Re: [DISCUSS] Arrow 1.0 Compatibility Issues: Union and Interval

Posted by Paul Taylor <pt...@apache.org>.
Jumping in b/c I did the JS Union implementations. I inferred the behavior from what I understood the C++ and Java to be doing, so I may have misunderstood how they should work.

> To that end, we talked about
> introducing a "single-primitive" (a.k.a. "javascript") union behavior that
> would operate this way. 


Just to clarify, Jacques: are you referencing how the ArrowJS Unions work today, or using JavaScript as an adjective to describe the behavior you'd like to see?

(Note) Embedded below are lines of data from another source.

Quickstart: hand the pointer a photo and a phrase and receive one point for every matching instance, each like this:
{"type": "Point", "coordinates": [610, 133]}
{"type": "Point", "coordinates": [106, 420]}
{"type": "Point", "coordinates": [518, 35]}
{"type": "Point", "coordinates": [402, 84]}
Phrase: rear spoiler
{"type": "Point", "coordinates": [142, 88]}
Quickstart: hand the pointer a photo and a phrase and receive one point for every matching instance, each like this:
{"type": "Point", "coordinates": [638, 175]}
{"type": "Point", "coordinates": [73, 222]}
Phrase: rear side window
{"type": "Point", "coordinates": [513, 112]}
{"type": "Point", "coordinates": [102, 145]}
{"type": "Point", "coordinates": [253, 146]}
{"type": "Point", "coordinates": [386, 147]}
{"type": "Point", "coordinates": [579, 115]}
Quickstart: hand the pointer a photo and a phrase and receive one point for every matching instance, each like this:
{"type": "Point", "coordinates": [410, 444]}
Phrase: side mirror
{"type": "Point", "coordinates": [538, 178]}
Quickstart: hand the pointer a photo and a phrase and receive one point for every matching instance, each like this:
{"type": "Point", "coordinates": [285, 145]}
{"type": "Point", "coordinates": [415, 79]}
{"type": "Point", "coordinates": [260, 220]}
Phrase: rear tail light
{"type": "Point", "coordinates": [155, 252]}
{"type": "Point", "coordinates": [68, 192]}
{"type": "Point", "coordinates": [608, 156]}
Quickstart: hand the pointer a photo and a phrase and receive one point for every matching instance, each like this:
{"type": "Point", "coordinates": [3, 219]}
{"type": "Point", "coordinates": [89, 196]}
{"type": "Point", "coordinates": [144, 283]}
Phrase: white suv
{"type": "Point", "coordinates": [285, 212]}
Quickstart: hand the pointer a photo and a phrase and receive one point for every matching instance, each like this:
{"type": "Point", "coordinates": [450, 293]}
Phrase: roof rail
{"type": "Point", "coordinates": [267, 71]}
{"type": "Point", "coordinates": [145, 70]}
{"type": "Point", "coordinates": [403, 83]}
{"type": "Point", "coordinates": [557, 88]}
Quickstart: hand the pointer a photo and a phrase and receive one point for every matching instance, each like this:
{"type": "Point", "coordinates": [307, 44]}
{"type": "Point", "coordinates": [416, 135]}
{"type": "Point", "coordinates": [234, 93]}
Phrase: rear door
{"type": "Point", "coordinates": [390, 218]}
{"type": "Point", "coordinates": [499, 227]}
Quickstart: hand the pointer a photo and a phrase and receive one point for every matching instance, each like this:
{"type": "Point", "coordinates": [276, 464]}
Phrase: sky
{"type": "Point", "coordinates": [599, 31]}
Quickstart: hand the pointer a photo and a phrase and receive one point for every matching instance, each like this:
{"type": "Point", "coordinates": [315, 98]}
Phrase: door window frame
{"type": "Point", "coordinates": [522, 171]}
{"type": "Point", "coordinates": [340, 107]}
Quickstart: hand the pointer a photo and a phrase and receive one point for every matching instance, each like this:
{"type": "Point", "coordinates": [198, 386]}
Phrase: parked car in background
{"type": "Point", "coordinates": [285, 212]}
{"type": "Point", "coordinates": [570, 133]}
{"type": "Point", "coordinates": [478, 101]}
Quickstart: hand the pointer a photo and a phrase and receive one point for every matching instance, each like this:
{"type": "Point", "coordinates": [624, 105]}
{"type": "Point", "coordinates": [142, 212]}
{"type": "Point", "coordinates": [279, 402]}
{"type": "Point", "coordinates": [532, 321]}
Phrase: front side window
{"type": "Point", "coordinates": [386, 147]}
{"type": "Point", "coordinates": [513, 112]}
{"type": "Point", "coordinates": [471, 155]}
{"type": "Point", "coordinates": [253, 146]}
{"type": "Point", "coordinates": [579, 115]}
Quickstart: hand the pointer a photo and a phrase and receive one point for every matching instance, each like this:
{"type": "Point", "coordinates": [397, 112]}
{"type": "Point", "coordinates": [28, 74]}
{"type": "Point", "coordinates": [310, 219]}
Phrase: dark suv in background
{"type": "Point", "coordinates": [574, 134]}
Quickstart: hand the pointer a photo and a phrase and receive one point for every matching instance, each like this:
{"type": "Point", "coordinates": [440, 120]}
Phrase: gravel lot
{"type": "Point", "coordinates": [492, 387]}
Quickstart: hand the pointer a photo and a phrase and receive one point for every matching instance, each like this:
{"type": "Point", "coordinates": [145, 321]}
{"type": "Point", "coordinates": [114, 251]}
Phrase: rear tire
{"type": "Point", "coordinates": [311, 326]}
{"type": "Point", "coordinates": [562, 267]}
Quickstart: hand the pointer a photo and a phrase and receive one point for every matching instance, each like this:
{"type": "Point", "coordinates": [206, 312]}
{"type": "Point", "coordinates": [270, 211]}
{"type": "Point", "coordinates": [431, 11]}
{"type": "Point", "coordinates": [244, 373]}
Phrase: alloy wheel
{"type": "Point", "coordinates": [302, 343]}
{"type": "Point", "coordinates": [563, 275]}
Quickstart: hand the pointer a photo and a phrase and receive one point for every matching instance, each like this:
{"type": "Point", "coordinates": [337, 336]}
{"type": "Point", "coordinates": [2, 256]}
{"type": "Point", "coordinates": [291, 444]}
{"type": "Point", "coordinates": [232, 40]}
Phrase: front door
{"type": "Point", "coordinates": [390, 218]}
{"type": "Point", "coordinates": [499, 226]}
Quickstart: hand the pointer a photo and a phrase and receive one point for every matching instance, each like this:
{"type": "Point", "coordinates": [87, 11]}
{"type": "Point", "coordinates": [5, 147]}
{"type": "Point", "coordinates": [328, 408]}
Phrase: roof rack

If the former, I may have misunderstood the distinction between Dense and Sparse Unions (typeIds buffer maps idx -> child_id, with Dense including a valueOffsets buffer to also map idx -> child_idx). I'm happy to review the implementations if this behavior is incorrect.

> It would be defined by only allowing one of each
> variety of type at any intermediate node of hierarchy. In other words, a
> struct could never contain two structs or two lists. (It also couldn't
> contain two int64 or int32). This is how the Java library behaves.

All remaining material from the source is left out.